Ali was the father of 14 sons and at least 17 daughters, with at least as many as 22 women. The Alids are his descendants through all of these. His wives were as recorded: Fatima, who was his only wife until she died in 633; Ummu l-Banin; Layla; Asma'; Ummu l-Habib (Sahba); Umama; Khawla; Umm Sa'id; Mahyat. Other women are recorded too, but for these we do not know much, and little about whether they gave Ali children or not (Women named 'Umm' first must have been mothers since 'Umm' is an honorary title meaning 'Mother of'): Umm Hani'; Maimuna; Zainab; Ramla; Umm Kulthum; Fatima; Umama; Khadija; Ummu l-Kiram; Umm Salama; Umm Jafar; Jumana; Nafisa.
The principal Alids were the ones from the marriage with Fatima, Hassan and Husayn, the second and the third Imam of Shi'i Islam. Most of the early Alids were unfortunate, and their sad stories fill large parts of the historical texts from this period.
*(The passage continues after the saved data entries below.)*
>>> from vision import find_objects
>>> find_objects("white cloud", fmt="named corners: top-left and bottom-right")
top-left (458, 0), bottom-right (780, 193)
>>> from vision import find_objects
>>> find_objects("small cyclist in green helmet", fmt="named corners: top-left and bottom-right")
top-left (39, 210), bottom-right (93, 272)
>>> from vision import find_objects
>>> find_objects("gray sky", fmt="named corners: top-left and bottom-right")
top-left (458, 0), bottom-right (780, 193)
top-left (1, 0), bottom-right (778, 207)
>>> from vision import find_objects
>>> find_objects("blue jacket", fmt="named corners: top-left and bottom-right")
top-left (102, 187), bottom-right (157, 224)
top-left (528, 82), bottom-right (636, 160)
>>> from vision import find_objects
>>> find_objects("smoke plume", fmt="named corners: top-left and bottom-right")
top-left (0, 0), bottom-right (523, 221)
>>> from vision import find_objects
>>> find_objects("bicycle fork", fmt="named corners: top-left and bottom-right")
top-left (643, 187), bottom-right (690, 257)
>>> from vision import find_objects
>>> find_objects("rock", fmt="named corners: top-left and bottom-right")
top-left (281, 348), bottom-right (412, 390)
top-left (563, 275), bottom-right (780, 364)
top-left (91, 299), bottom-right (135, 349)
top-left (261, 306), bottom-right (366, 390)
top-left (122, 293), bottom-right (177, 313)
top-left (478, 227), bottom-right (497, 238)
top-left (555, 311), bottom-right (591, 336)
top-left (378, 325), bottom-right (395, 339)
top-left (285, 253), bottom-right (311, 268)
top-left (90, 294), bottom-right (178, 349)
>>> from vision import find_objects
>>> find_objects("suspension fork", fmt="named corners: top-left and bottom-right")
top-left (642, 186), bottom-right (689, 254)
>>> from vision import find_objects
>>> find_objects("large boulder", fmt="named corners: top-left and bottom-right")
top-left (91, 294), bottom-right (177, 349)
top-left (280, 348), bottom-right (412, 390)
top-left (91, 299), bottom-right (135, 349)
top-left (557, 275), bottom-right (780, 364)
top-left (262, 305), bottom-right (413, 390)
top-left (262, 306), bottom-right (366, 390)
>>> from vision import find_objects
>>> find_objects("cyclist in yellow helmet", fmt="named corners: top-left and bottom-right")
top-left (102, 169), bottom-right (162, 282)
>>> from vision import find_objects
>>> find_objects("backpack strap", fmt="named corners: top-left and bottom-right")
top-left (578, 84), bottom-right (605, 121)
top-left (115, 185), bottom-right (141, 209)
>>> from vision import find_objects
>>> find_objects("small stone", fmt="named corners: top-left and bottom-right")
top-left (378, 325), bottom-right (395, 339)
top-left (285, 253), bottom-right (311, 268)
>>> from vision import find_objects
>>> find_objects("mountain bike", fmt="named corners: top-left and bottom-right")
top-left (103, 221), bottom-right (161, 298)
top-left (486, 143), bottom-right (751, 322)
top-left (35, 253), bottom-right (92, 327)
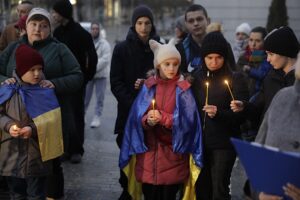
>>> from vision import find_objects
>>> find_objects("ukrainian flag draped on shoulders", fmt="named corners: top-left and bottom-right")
top-left (119, 81), bottom-right (204, 200)
top-left (0, 83), bottom-right (64, 161)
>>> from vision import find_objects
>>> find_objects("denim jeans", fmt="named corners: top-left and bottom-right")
top-left (6, 176), bottom-right (46, 200)
top-left (196, 149), bottom-right (236, 200)
top-left (85, 77), bottom-right (107, 117)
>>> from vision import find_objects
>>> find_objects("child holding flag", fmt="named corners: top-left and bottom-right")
top-left (119, 39), bottom-right (203, 200)
top-left (0, 44), bottom-right (63, 200)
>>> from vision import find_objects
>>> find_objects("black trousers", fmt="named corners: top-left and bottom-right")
top-left (68, 87), bottom-right (85, 155)
top-left (6, 176), bottom-right (46, 200)
top-left (196, 149), bottom-right (236, 200)
top-left (45, 158), bottom-right (64, 198)
top-left (142, 183), bottom-right (181, 200)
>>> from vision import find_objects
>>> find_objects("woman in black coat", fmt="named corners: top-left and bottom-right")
top-left (192, 32), bottom-right (249, 200)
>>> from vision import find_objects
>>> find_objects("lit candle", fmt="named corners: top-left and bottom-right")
top-left (13, 125), bottom-right (18, 131)
top-left (152, 99), bottom-right (155, 118)
top-left (152, 99), bottom-right (155, 110)
top-left (205, 82), bottom-right (209, 105)
top-left (224, 80), bottom-right (235, 100)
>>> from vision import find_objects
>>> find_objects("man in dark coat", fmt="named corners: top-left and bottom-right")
top-left (52, 0), bottom-right (97, 164)
top-left (110, 5), bottom-right (160, 200)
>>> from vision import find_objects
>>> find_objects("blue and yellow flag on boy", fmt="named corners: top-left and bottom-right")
top-left (0, 83), bottom-right (64, 161)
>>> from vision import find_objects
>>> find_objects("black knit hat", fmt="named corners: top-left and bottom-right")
top-left (53, 0), bottom-right (73, 20)
top-left (201, 31), bottom-right (228, 59)
top-left (264, 26), bottom-right (299, 58)
top-left (131, 5), bottom-right (154, 26)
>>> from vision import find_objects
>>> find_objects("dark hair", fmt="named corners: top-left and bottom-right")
top-left (91, 21), bottom-right (100, 27)
top-left (185, 4), bottom-right (208, 20)
top-left (27, 14), bottom-right (50, 25)
top-left (251, 26), bottom-right (268, 39)
top-left (21, 1), bottom-right (33, 5)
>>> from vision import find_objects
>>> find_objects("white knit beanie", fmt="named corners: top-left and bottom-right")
top-left (149, 39), bottom-right (181, 68)
top-left (236, 22), bottom-right (251, 36)
top-left (296, 53), bottom-right (300, 80)
top-left (26, 8), bottom-right (51, 28)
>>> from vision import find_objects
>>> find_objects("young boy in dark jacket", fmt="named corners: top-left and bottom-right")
top-left (0, 44), bottom-right (63, 200)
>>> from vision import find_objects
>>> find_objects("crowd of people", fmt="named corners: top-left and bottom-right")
top-left (0, 1), bottom-right (299, 200)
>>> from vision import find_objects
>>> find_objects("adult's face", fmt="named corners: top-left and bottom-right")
top-left (266, 51), bottom-right (288, 70)
top-left (204, 53), bottom-right (224, 71)
top-left (185, 10), bottom-right (209, 39)
top-left (17, 3), bottom-right (32, 19)
top-left (236, 32), bottom-right (248, 41)
top-left (51, 10), bottom-right (64, 24)
top-left (248, 32), bottom-right (264, 51)
top-left (26, 19), bottom-right (51, 45)
top-left (135, 17), bottom-right (152, 42)
top-left (91, 24), bottom-right (100, 39)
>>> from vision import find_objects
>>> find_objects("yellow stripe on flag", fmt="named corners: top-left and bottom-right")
top-left (123, 155), bottom-right (142, 200)
top-left (33, 107), bottom-right (64, 161)
top-left (182, 155), bottom-right (201, 200)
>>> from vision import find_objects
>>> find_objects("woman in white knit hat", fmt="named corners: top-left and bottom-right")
top-left (232, 22), bottom-right (251, 62)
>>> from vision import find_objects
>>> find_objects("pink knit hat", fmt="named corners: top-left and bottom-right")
top-left (149, 39), bottom-right (181, 68)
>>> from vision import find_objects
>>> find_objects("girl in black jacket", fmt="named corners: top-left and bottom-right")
top-left (192, 32), bottom-right (249, 200)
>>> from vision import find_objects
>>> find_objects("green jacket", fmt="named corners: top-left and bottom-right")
top-left (0, 35), bottom-right (84, 149)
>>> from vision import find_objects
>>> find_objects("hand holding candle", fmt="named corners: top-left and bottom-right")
top-left (224, 80), bottom-right (235, 100)
top-left (10, 125), bottom-right (20, 137)
top-left (147, 99), bottom-right (161, 126)
top-left (13, 125), bottom-right (18, 131)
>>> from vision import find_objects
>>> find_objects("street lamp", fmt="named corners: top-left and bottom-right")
top-left (70, 0), bottom-right (77, 5)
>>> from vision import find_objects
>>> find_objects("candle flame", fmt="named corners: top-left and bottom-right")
top-left (224, 80), bottom-right (229, 85)
top-left (13, 125), bottom-right (17, 131)
top-left (205, 82), bottom-right (209, 86)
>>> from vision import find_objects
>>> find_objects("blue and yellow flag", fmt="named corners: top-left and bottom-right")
top-left (120, 84), bottom-right (203, 200)
top-left (0, 84), bottom-right (64, 161)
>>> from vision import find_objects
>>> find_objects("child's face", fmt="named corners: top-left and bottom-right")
top-left (21, 64), bottom-right (43, 85)
top-left (158, 58), bottom-right (179, 79)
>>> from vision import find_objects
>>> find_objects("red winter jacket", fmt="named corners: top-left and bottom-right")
top-left (135, 75), bottom-right (190, 185)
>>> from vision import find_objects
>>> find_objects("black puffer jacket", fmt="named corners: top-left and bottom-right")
top-left (110, 27), bottom-right (160, 138)
top-left (192, 66), bottom-right (249, 150)
top-left (244, 68), bottom-right (295, 124)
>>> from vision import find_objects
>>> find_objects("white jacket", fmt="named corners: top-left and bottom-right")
top-left (94, 37), bottom-right (111, 78)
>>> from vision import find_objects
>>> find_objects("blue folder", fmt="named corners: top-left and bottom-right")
top-left (231, 138), bottom-right (300, 199)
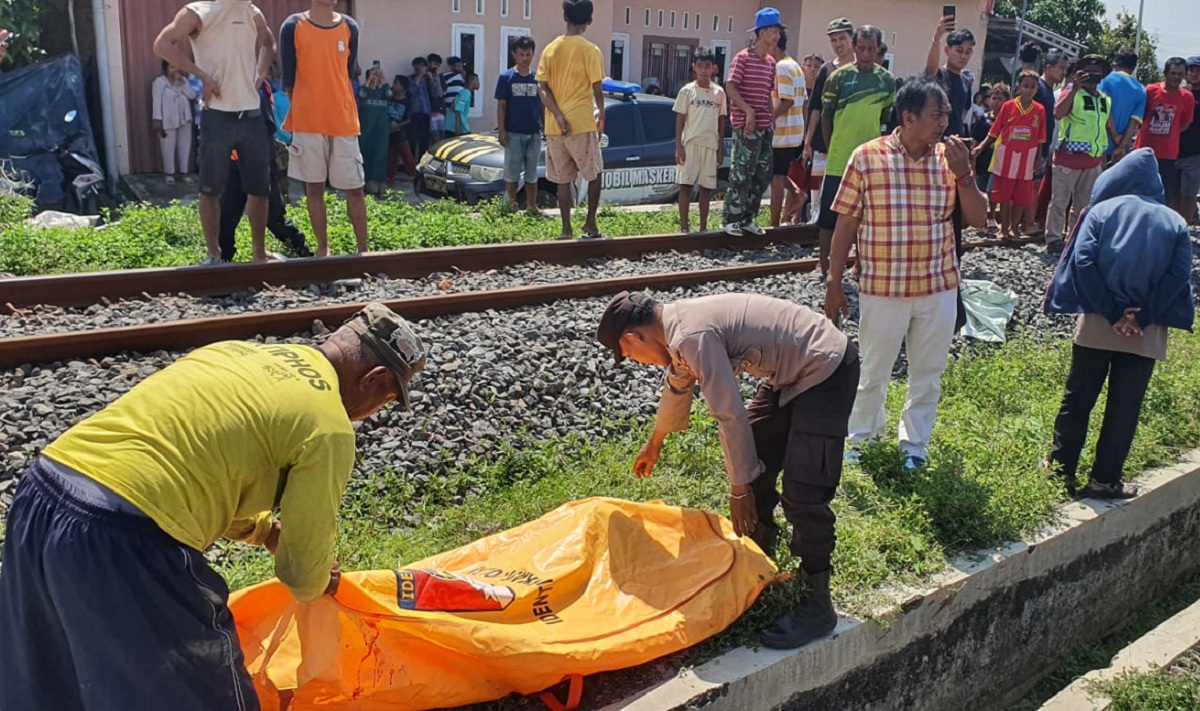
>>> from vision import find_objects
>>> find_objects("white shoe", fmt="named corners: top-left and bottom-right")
top-left (723, 222), bottom-right (743, 236)
top-left (742, 222), bottom-right (766, 236)
top-left (199, 256), bottom-right (222, 266)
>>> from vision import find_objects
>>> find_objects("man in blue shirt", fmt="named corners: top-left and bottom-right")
top-left (1098, 48), bottom-right (1146, 158)
top-left (495, 35), bottom-right (543, 210)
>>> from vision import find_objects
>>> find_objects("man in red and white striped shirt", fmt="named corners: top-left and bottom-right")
top-left (723, 8), bottom-right (782, 236)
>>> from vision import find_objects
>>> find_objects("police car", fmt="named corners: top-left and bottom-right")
top-left (416, 80), bottom-right (730, 206)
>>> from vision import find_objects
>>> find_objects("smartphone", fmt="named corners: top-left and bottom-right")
top-left (943, 4), bottom-right (956, 19)
top-left (372, 59), bottom-right (381, 69)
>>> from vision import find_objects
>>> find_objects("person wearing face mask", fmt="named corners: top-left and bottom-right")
top-left (0, 303), bottom-right (427, 710)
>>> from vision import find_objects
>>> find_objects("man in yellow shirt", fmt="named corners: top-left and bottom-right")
top-left (0, 303), bottom-right (425, 710)
top-left (537, 0), bottom-right (606, 241)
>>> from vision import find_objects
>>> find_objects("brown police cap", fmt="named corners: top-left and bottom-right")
top-left (596, 291), bottom-right (653, 366)
top-left (344, 303), bottom-right (427, 409)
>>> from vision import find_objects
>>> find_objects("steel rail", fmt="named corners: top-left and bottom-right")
top-left (0, 226), bottom-right (820, 310)
top-left (0, 234), bottom-right (1043, 370)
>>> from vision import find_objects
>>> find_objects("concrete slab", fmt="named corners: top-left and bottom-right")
top-left (601, 451), bottom-right (1200, 711)
top-left (1039, 597), bottom-right (1200, 710)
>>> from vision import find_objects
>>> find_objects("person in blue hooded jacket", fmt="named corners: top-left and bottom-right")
top-left (1043, 148), bottom-right (1195, 499)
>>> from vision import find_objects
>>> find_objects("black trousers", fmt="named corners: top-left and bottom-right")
top-left (409, 113), bottom-right (432, 162)
top-left (1050, 344), bottom-right (1156, 484)
top-left (0, 461), bottom-right (259, 710)
top-left (747, 343), bottom-right (860, 571)
top-left (218, 152), bottom-right (310, 262)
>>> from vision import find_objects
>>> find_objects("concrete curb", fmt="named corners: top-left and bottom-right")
top-left (602, 450), bottom-right (1200, 711)
top-left (1038, 597), bottom-right (1200, 710)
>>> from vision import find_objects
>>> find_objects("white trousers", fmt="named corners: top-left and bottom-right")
top-left (160, 123), bottom-right (193, 175)
top-left (849, 289), bottom-right (957, 458)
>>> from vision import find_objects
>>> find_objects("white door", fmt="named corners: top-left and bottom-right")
top-left (711, 40), bottom-right (731, 84)
top-left (499, 26), bottom-right (532, 71)
top-left (452, 23), bottom-right (486, 119)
All through Muslim history, groups have claimed to be of Alid origin, often without much justification. Dynasties like the Fatimids and the Almohads, were probably not really Alids, even when claiming so. In more recent times, Alids have carried titles like saiyyid and sharīf, and have had the right to wear a green turban. An Alid of modern times must prove his heritage by a certificate or genealogical tree. In modern times, Alid descendancy carries little but status, and have lost all political importance compared to earlier times.